Because the trial court explicitly found that plaintiff’s incompetent has suffered, among other damages, the loss of wage-earning ability through the tortious conduct of defendants, we must conclude it was error to neglect awarding damages for that injury. Justice is not done if damages are not awarded for a loss found to have been inflicted through defendants’ fault. Jones v. Pollock, 72 N.M. 315, 383 P.2d 271 (1963).

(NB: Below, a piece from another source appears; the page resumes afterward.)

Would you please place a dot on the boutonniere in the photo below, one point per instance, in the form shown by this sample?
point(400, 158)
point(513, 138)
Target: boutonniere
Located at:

All that we have said above on the issue of damages applies equally to the trial court’s failure to award an amount for Guadalupe’s pain and suffering. The intention of the court to do so is clear from its findings. No doubt it was an oversight that lost earning capacity and pain and suffering were omitted from the judgment when damages were assessed. The $189,800 allowed by the judgment was specifically earmarked in the findings and the judgment to compensate for maintenance and custodial and medical care of plaintiff’s incompetent in the future. The other elements of loss, i. e., pain and suffering and earning capacity, found by the court to have been suffered by Guadalupe as a result of this grisly incident, were compensable (see Chapter 14, N.M.U.J.I. (Civ.), N.M. S.A. 1978). Just as with lost earning capacity some compensation for pain and suffering should have been included in the award. The matter must be remanded for the trial court’s determination of the additional amount that will “reasonably and fairly compensate” for those losses. N.M.U.J. I.(Civ.) 14.2; Jones v. Pollock, supra.

We affirm the trial court’s decisions of liability. We remand for consideration of additional damages in accordance with this opinion.

HERNANDEZ, C.J., and ANDREWS, J., concur.